Kotor karena Binatang
- Binatang peliaraan yang berkaki empat masuk pekarangan sanggah atau mrajan, maka wajib mengupacarai dengan caru Panca Sata. (kecuali anjing dan kucing, serta yang dipakai upacara)
- Jika ada binatang yang lahir tidak normal di pekarangan rumah, maka harus mecaru Resigana, dan binatang tersebut bawa ke segara untuk dilarung
- Jika ada anjing yang beranak satu ekor, itu ciri karang panes, wajib untuk Caru Panca Sanak.
- Ayam atau anjing bersenggama di bale, maka wajib dibersihkan dengan caru sorohan ayam hitam, segehan manca warna.
- Ada lulutdipekarangan, maka harus diupacarai prayascita durmanggala. Jika lewat dari tiga hari, maka harus mecaru ayam brumbun
- Ular masuk kamar, maka harus diberikan labaan daksina dengan sari 500. Nasi pelupuh dengan bentuk ular, dagingnya katak, dan jajan emping. Dengan mantra kepada Bhuta Sah Mika.

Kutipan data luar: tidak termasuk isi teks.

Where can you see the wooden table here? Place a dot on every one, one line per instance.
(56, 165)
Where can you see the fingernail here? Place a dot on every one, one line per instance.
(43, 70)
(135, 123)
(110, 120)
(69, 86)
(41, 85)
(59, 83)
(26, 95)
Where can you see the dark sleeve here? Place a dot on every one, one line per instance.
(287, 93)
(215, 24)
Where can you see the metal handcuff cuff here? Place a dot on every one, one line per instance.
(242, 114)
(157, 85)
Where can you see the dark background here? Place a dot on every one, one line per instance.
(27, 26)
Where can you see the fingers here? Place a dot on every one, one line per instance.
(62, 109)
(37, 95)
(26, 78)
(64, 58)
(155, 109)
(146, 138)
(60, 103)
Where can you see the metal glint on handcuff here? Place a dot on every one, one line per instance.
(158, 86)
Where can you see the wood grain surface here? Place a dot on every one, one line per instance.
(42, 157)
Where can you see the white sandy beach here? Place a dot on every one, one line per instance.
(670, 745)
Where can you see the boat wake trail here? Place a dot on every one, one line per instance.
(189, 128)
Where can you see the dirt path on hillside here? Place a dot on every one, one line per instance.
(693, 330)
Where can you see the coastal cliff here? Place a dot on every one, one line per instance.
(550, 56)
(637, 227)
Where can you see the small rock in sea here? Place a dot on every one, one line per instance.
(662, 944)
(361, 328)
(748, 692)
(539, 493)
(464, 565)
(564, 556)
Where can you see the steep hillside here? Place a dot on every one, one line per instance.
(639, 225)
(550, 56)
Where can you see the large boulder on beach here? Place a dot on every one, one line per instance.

- Goak bertengger di rumah pekarangan, maka harus diperikan labaan nasi dengan tempat tamas, dengan mantra kehadapan Bhuta Gagak.
- Jika Mrajan atau sanggah disarangi lebah atau tawon/tabwan, maka labaan adalah pras ajuman, nasi kepelan, dagingnya bawang jahe, gula bali, kelapa dibakar, waot bekatul, belulang kulit kebo, santun 1 dengan 2 rupiah, segehan manca warna 4/5 tanding, dihaturkan di bawah tawon tersebut, untuk sang bhuta mingmang.
- Pekarangan ditempati kela-kela, maka acep Ida Sang Bhuta Mingmang.
- Rumah didatangi, rayap, sepuh, maka rumah tersebut juga leteh, namun secara niskala itu dapat dipersihkan dengan caru : gabur agung, nasi pelupuh, pakonan nasi panca warna, dengan tempat tamas, cawu 5 buah tulung 5 buah, kwangen 5 buah, peras ajuman dan juga sesantunan, sorohan atempeh, sanggah cucuk, sang kala Mampuh adalah yang di ayat.
- Jika terdapat darah kental di pekarangan, maka dapat dinetralisir dengan caru alit sebelum 40 hari. Dengan caru Panca Sata, jika lebih dari 40 hari, maka wajib dengan caru Panca Sanak.
- Jika terdapat jamur baya dipekarangan, maka wajib dengan Caru Eka Sata dan Prayascitta.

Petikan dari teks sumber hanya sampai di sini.